More than half of all chatbot suggestions lean towards two dominant political blocs, a data watchdog has found
The Dutch data protection authority (PA) has warned voters not to rely on artificial intelligence chatbots for advice ahead of national elections, saying the tools provide unreliable information and could point users towards two major opposition parties.
AI’s advice disproportionately favored two vanguard blocs – the right-wing Freedom Party (PVV) and the left-wing GroenLinks-PvdA alliance – accounting for 56% of responses, a concentration that contrasts with the highly fragmented 15-party Dutch parliament, the regulator said. Opinion polls project that the two blocs could win just over a third of the votes in the Oct. 29 elections, he added.
According to the report, some parties, including the center-right CDA, “they are almost never mentioned, even when user input exactly matches the positions of one of these parties.”
“Chatbots may seem like smart tools, but as voting aids, they consistently fail.” said the vice president of the control body, Monique Verdier, describing its operation as “unclear and difficult to verify.”
He said the technology risked steering voters towards a party that did not necessarily reflect their political views.
“We therefore caution against using chatbots with artificial intelligence to give voting advice.” Verdier added.

The agency tested four major chatbots, which it did not name, and found that they sometimes advised voting for one of the two major parties, even when they explicitly fed the campaign platform of a smaller party.
The early elections in the Netherlands were triggered months ago by the collapse of the right-wing coalition after the departure of the PVV, led by deputy Geert Wilders. The vote is widely seen as a contest between forming a new all-conservative government or a more centrist or center-right coalition.

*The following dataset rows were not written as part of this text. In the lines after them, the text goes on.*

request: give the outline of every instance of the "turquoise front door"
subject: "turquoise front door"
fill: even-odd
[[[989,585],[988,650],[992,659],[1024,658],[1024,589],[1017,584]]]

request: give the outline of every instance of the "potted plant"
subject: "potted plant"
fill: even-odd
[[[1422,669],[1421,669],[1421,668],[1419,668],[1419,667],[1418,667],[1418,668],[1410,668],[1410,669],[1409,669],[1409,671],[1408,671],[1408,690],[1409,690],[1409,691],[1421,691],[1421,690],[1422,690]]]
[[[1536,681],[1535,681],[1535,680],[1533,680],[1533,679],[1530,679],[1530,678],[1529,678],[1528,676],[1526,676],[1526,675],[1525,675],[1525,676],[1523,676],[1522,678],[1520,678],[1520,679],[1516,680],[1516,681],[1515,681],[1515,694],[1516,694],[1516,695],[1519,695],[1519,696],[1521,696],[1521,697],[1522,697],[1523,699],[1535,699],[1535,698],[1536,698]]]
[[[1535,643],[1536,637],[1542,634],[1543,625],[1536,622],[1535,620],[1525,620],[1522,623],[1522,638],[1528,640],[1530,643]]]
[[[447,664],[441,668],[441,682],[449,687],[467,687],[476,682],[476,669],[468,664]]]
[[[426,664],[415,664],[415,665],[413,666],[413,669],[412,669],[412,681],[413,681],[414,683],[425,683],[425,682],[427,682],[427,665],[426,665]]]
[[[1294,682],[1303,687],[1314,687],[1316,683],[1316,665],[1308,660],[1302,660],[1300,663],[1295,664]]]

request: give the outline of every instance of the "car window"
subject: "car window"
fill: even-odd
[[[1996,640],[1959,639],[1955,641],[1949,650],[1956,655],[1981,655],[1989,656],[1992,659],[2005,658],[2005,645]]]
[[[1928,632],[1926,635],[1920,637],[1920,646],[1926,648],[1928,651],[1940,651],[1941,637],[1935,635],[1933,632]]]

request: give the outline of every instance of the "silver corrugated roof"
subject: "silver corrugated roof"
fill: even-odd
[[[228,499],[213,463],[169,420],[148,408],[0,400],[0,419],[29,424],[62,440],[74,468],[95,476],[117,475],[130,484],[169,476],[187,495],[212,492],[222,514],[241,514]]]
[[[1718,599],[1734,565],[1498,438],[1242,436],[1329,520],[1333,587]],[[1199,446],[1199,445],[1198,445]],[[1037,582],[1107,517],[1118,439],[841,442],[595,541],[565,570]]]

An international study coordinated by the European Broadcasting Union and the BBC found that leading AI assistants, including ChatGPT and Google’s Gemini, distorted news content in almost half of their responses. The research analyzed more than 3,000 AI-generated responses in 14 languages and concluded that 45% contained “at least one major problem” when addressing news-related queries.
OpenAI and Microsoft have previously acknowledged that so-called “hallucinations” – cases where an AI system generates incorrect or misleading information – remain an issue they are working to address.